One of mine, James K. Blackster (Blackie), got hit a few weeks back. He lost a patch of skin from his side and a lot of fur, and he walked into the house sideways like a crab. With terrible discomfort he settled into one of his favourite spots and I touched him gently up and down, feeling for injury. His tired yellow eyes looked at me with trust. I whispered to him that things would be okay.
"It's alright, bro," I said. "I'm here."
I wasn't certain what to do; a trip to the vet is trauma if it's unnecessary. I patted him so very gently that day, the way one might an injured bird, and eventually and quietly he purred. "It's okay, bro," he said.

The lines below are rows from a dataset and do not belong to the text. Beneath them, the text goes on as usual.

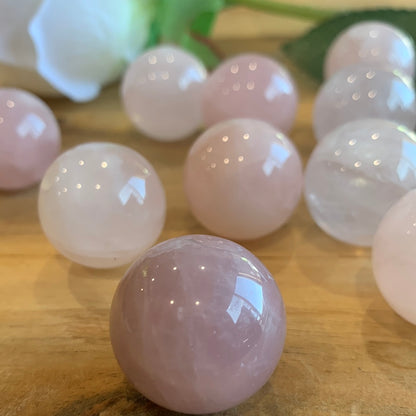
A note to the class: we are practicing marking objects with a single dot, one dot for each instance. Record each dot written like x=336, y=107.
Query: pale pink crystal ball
x=243, y=179
x=394, y=259
x=101, y=204
x=30, y=139
x=161, y=92
x=378, y=44
x=364, y=92
x=251, y=86
x=356, y=173
x=198, y=324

By day two he was gingerly back on his feet, and by three he was wandering outside. The relief allowed me to consider the impossible sadness I would feel if I outlive either one of my cats. Anybody who has even a basic menagerie will know a love of animals is very real.
And here I found myself forced to think that children, with their greater longevity – given their genetics, love and luck – might actually be better than cats. Could that be? No. Of course not.
As kids grow older they yell, "Okay Boomer" or similar before the ungrateful sods put you in a nursing home. And then what will you have? That's right, a cat on your lap.
Don't get me wrong, I appreciate that some people will be reading this and thinking, 'because Jarrod's overseas sunning himself in South America with money he's saved not having kids, he has nothing important to write about and this column is a filler written while he's drunk in a hotel bar" but you people are half wrong.
I'm writing this because I miss my cats. I genuinely miss those little cat bastards. But one thing is also certain; neither will care a damn that I'm gone and they'll only be pleased to see me come dinner time. There will be no hugs, smiles, or even wagging tails on my return.
So okay breeders and dog owners, maybe we can call it a draw.
• Dr Jarrod Gilbert, the Director of Criminal Justice at the University of Canterbury, usually writes about crime.